# Are Ted Baker endurance suits any good?



## studentdoc (Mar 26, 2006)

I recently saw a Ted Baker endurance suit for $340 at Nordstroms Rack. Retail was $700 I think. Is it worth it? I'm currently on a hunt for a good suit for less than $350. 

BK


----------



## BLACKCAT (Nov 25, 2004)

Ted Baker in IMO is not that great. The suit is fused and I would not pay the $350 for a fused suit. If time is of the essence and you can not wait for a sell, take a look at the Hart Schaftner & Marx, Burberry, and Arnold Brant. The material will most likely be softer and the constuction will be better than the Baker for these suits.

Smooth as silk...


----------



## seok (Feb 20, 2006)

i have one of their suits, and unless you get them for $150 at Century 21, in which case they make for okay rumple suits, go look for Cornelialis on discount at $350.

crappy fabric and attracts lints easily.


----------



## Patrick06790 (Apr 10, 2005)

What does "endurance" refer to? Can you swim the Amazon and emerge, give yourself a vigorous shake, and trot off ready to do business?


----------



## Larsd4 (Oct 14, 2005)

I bought a plain charcoal one a couple of months ago for $199 at the Rack and it's fine for work. The fabric is a little stiff and the jacket fused, but it fits right, and let's face it, a decent pair of wool pants costs almost this much. Since I'm trying to expand my suit wardrobe without losing the kids' college fund, I need some inexpensive suits like this. I would not pay $340 for this quality of suit, though. Wait for the 35% off tag to go on it, or look for a Hickey Freeman on sale.

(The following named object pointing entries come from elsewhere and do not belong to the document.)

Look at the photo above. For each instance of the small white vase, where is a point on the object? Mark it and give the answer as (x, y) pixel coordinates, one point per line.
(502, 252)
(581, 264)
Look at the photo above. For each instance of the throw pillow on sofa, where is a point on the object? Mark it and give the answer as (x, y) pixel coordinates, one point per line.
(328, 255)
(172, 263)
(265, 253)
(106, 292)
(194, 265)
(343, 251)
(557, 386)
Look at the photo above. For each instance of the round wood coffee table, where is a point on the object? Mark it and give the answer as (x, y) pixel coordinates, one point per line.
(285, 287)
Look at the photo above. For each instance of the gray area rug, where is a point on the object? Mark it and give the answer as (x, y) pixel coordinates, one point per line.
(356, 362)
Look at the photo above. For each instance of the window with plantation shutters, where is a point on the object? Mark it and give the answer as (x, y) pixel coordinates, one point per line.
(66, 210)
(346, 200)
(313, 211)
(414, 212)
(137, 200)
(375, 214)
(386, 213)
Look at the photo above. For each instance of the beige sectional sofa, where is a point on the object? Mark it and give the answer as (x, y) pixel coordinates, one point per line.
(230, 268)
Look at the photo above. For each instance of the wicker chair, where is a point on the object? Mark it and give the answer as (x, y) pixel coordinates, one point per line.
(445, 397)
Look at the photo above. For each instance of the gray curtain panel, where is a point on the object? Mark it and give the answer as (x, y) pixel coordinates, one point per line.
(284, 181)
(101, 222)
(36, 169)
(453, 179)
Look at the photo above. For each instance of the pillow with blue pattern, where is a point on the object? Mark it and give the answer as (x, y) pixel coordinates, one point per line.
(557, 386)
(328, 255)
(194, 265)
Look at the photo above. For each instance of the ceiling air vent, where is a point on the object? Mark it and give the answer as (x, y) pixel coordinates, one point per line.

The only endurance test this suit has been through is my bosses weekly staff meeting. It fared much better than my attention span.


----------



## GT3 (Mar 29, 2006)

No fused suit deserves your $350.


----------



## studentdoc (Mar 26, 2006)

Where the heck are you guys getting corneliani for $350? I'm moving to NYC in a few months so I'll check out Century 21. Any opinions on Jos A Banks signature selection. What is the cut like? 

BK


----------